Un texte mi-fiction, mi-essai. La première partie est un récit autobiographique sur la commande d’un conte. La deuxième partie est le conte en question, une jeune femme qui doit se souvenir du nom de son bienfaiteur, le diable, car sinon il l’emportera un an plus tard aux Enfers. Mais ce nom lui échappe, elle l’a pourtant sur le bout de la langue. Une troisième partie mêlant autobiographie et réflexion autour de ce mot sur le bout de la langue, de tous les mots perdus et de leur signification, en puisant dans des références mythologiques et philosophiques. Pas toujours facile de suivre le fil de la pensée de l’auteur, mais de très beaux textes.
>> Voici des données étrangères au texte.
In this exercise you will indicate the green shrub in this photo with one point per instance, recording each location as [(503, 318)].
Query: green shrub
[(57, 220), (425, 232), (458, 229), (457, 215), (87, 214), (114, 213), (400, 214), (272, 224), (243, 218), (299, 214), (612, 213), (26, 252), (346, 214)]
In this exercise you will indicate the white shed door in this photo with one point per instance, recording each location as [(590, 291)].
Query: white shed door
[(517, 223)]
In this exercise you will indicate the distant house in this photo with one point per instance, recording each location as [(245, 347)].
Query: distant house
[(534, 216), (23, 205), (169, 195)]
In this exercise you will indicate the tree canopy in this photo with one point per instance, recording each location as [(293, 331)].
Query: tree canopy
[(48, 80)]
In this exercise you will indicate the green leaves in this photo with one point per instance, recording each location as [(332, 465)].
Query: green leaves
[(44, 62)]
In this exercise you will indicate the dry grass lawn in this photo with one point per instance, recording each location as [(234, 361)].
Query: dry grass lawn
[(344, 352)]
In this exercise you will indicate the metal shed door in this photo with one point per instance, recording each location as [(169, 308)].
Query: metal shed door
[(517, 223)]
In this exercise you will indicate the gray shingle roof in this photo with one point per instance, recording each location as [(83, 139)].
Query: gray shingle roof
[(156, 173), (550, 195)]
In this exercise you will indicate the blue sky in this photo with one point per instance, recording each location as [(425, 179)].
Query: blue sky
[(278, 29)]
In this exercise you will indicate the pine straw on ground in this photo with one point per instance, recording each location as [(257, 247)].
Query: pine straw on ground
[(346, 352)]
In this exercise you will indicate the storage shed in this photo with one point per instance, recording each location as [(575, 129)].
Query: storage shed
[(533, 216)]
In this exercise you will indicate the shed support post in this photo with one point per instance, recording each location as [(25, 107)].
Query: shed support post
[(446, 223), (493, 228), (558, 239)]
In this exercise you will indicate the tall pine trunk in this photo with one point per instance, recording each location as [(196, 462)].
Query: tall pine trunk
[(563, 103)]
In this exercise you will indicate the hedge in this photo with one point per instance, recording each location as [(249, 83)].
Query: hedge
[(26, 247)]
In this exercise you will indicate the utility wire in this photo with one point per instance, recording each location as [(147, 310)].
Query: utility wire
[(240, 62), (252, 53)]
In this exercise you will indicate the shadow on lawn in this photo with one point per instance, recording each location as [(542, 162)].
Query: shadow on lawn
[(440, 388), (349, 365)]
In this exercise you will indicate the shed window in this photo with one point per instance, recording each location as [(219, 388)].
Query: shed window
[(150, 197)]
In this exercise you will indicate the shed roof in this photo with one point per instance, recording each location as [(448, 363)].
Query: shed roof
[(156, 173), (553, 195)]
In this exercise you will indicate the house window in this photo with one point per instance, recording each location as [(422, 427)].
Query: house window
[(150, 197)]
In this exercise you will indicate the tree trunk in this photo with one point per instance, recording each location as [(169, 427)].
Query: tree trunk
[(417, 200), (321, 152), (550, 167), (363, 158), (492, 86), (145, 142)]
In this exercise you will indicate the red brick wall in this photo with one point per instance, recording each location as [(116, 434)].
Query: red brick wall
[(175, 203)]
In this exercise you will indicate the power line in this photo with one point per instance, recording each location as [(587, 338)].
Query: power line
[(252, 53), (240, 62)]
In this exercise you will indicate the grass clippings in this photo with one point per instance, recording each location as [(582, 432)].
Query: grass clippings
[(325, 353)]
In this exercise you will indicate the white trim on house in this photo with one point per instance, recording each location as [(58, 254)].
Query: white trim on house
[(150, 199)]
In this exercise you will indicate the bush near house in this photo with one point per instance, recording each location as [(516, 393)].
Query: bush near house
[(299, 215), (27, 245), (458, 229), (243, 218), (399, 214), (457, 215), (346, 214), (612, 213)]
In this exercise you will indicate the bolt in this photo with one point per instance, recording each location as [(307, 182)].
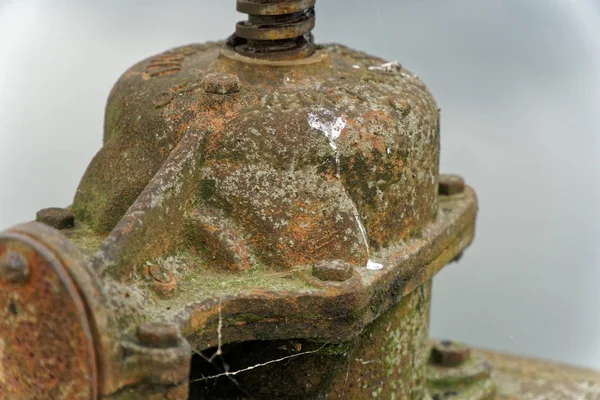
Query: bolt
[(57, 218), (221, 83), (451, 184), (158, 334), (14, 268), (275, 29), (335, 271), (449, 354)]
“Pourquoi les femmes deviennent-elles des Mères? Pourquoi les femmes font-elles des enfants? Les Mères font des enfants pour repousser la mort dans la chaîne des générations. Elles passent le relais qui brûle les doigts dès qu’elles les ont approchés du centre du foyer vivant. Elles passent le relais de ce qui les horrifie; elles passent l’image de ce qui ne peut être vu en face; elles refilent la face qui n’a pas de visage. Elles confient le soin de hurler à des plus jeunes parce qu’elles n’ont pas le courage d’assumer seules l’enfer, parce qu’elles n’ont jamais témoigné du désir d’interrompre le cours du cri de la mort. Les Pères transmettent un nom qui par lui-même ne signifie rien. Ils refilent le langage. Les femmes déplacent le poids de la mort sur le dos des enfants qu’elles font dans la douleur, la bouche ouverte, hurlantes. Elles passent l’origine. Les Pères transmettent le nom. Les Mères transmettent le hurlement.”